Art Ross Trophy: If someone had told you in September that Vancouver Canuck Henrik Sedin would be leading the scoring race with one day left in the schedule, you probably would have concluded that it would have been a repeat of the pre-lockout season when Tampa Bay's Martin St. Louis won the trophy in question with a meager 94 points. But, alas, no. Henrik, thanks to a franchise-record-setting four-point night yesterday, now has 112 points on the season, three more than Ovechkin, who has one game left to play today. I see Ovechkin getting one or two points today against the defensively stifling Bruins, but three? I personally don't think so. Congratulations to Henrik. He's likely won it, barring an incredible performance today by Ovechkin that would make him worthy of winning the Art Ross and every other trophy there is to win.
Maurice 'Rocket' Richard Trophy: Steven Stamkos has effectively proven his naysayers (population: one; Barry Melrose) wrong this year. Even those that were in his corner (everyone minus Melrose) last year during the highly publicized "Steven is not ready for the NHL" episode could not have foreseen his 50-goal campaign this year. Still, with Ovechkin having one game left to play and tied at 50 on the year, look for Ovechkin to overtake the underdog. I want Stamkos to hold on for the tie, but it just doesn't look like it's going to happen.
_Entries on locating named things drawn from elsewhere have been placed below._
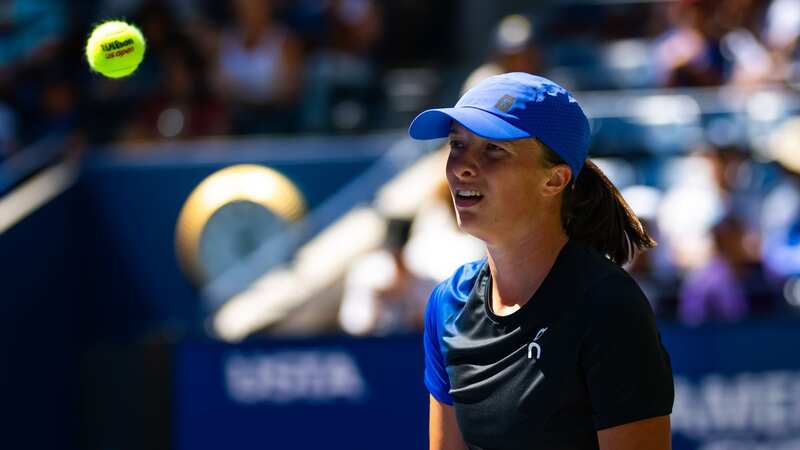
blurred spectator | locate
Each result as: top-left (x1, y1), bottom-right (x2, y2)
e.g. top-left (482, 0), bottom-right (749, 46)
top-left (764, 0), bottom-right (800, 82)
top-left (214, 0), bottom-right (303, 133)
top-left (705, 145), bottom-right (763, 232)
top-left (762, 116), bottom-right (800, 279)
top-left (302, 0), bottom-right (383, 132)
top-left (622, 185), bottom-right (680, 317)
top-left (122, 41), bottom-right (229, 141)
top-left (678, 215), bottom-right (777, 325)
top-left (461, 14), bottom-right (544, 94)
top-left (656, 0), bottom-right (725, 86)
top-left (339, 219), bottom-right (436, 335)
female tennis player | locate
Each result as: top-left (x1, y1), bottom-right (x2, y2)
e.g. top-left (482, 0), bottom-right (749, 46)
top-left (409, 73), bottom-right (674, 450)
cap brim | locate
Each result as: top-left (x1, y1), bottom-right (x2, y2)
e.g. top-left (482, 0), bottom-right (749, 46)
top-left (408, 106), bottom-right (530, 141)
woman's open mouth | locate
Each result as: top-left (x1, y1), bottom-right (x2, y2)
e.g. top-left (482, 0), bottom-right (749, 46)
top-left (454, 190), bottom-right (483, 208)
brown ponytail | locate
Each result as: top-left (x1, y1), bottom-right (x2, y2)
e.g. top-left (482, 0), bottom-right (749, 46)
top-left (542, 145), bottom-right (656, 265)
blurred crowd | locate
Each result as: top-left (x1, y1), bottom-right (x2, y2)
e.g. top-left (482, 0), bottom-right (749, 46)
top-left (0, 0), bottom-right (456, 157)
top-left (0, 0), bottom-right (800, 334)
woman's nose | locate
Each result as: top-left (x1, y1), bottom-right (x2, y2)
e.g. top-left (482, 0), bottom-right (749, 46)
top-left (447, 151), bottom-right (478, 179)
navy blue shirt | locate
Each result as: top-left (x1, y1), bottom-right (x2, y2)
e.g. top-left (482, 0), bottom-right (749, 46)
top-left (424, 241), bottom-right (674, 450)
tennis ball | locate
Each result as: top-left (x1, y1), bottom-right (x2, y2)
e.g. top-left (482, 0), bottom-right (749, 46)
top-left (86, 20), bottom-right (145, 78)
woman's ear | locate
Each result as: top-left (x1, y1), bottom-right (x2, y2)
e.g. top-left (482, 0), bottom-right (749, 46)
top-left (543, 164), bottom-right (572, 197)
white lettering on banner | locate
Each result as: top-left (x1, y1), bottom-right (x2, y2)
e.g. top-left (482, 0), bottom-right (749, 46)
top-left (224, 350), bottom-right (366, 404)
top-left (671, 371), bottom-right (800, 442)
top-left (698, 439), bottom-right (800, 450)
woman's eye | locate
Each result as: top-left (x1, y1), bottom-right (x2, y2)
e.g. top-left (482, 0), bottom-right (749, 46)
top-left (486, 144), bottom-right (506, 154)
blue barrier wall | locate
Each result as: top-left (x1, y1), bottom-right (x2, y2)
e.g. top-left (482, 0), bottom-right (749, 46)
top-left (0, 135), bottom-right (397, 448)
top-left (174, 322), bottom-right (800, 450)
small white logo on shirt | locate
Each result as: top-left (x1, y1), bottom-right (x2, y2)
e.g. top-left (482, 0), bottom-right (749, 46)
top-left (528, 327), bottom-right (547, 361)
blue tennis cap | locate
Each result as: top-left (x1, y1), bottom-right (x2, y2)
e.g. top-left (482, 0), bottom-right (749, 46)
top-left (408, 72), bottom-right (591, 180)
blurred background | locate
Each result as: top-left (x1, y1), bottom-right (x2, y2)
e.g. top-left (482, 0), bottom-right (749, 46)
top-left (0, 0), bottom-right (800, 450)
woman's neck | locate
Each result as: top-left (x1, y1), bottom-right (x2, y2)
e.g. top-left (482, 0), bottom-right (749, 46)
top-left (487, 228), bottom-right (568, 316)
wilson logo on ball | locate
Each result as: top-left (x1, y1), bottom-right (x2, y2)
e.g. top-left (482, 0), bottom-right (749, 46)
top-left (100, 38), bottom-right (133, 52)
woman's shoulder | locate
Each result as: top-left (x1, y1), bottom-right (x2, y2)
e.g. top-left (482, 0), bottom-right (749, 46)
top-left (568, 243), bottom-right (652, 315)
top-left (428, 258), bottom-right (486, 314)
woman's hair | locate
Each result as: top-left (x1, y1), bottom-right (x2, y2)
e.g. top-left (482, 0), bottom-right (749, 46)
top-left (540, 142), bottom-right (656, 265)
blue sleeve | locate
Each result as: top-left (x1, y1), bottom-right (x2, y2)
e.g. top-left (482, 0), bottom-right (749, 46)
top-left (423, 283), bottom-right (453, 405)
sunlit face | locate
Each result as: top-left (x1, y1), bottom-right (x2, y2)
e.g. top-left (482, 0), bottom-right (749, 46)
top-left (447, 122), bottom-right (560, 243)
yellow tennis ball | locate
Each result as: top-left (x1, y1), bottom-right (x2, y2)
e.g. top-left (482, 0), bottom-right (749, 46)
top-left (86, 20), bottom-right (145, 78)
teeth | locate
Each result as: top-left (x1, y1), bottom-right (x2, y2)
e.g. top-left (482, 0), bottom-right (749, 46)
top-left (458, 191), bottom-right (481, 197)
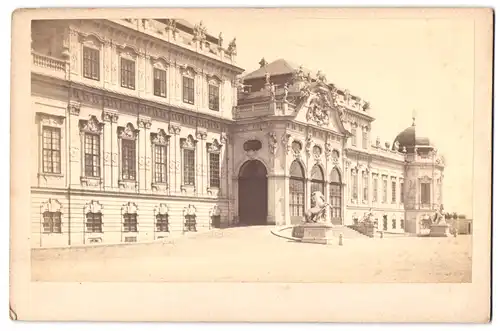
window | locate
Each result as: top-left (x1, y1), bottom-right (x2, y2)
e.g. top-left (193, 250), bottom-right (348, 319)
top-left (156, 214), bottom-right (169, 232)
top-left (363, 171), bottom-right (368, 201)
top-left (183, 149), bottom-right (194, 186)
top-left (85, 133), bottom-right (101, 177)
top-left (382, 179), bottom-right (387, 203)
top-left (123, 213), bottom-right (137, 232)
top-left (121, 58), bottom-right (135, 90)
top-left (420, 183), bottom-right (431, 204)
top-left (362, 131), bottom-right (368, 149)
top-left (42, 126), bottom-right (61, 174)
top-left (208, 84), bottom-right (219, 111)
top-left (399, 183), bottom-right (405, 203)
top-left (351, 170), bottom-right (358, 200)
top-left (83, 47), bottom-right (99, 80)
top-left (288, 161), bottom-right (305, 217)
top-left (153, 68), bottom-right (167, 98)
top-left (208, 153), bottom-right (220, 187)
top-left (351, 126), bottom-right (358, 146)
top-left (182, 77), bottom-right (194, 105)
top-left (311, 164), bottom-right (325, 198)
top-left (122, 139), bottom-right (136, 180)
top-left (154, 145), bottom-right (167, 183)
top-left (43, 211), bottom-right (62, 233)
top-left (86, 212), bottom-right (102, 233)
top-left (373, 177), bottom-right (378, 202)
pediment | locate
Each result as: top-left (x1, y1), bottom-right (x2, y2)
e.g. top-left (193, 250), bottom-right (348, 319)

Hart Memorial Trophy: Many people might think that Ovechkin should win it for the third-straight year, but due to his number of suspensions and how well his team played during his absences during his suspensions, it is pretty clear that he isn't as critical a factor to Washington's success as many might lead you to believe. He's important, no doubt, but more valuable to Washington than anyone else in the league is to their own team? Hardly. The award has become a popularity contest in recent years, at least in my opinion, and I feel that if Miller doesn't win it for his work in the Sabres's net, a great injustice will have been done.
The Stanley Cup: The Prince of Wales Trophy will go to the Pittsburgh Penguins, the Clarence S. Campbell Bowl to the Chicago Blackhawks, and the championship to the Blackhawks, who will outlast Pittsburgh in an immensely entertaining final series. The Blackhawks will overcome their goaltending woes and overpower the Pens, who, despite their two superstar players, won't be able to match the Blackhawks's overall depth.
Apologies if I left any awards out. Doing so was just a mistake if there are indeed any missing. My prediction skills haven't exactly been the best lately, but I can say in total certainty that, with 120 points and a 54-15-12 season, the Washington Capitals will win the Presidents' Trophy, handed to the team with the best regular-season record. The closest competition has seven points less, so it is clear that this award is well-deserved. It remains to be seen whether or not the Caps can translate this regular-season success into some post-season success, however. One last guess: They won't.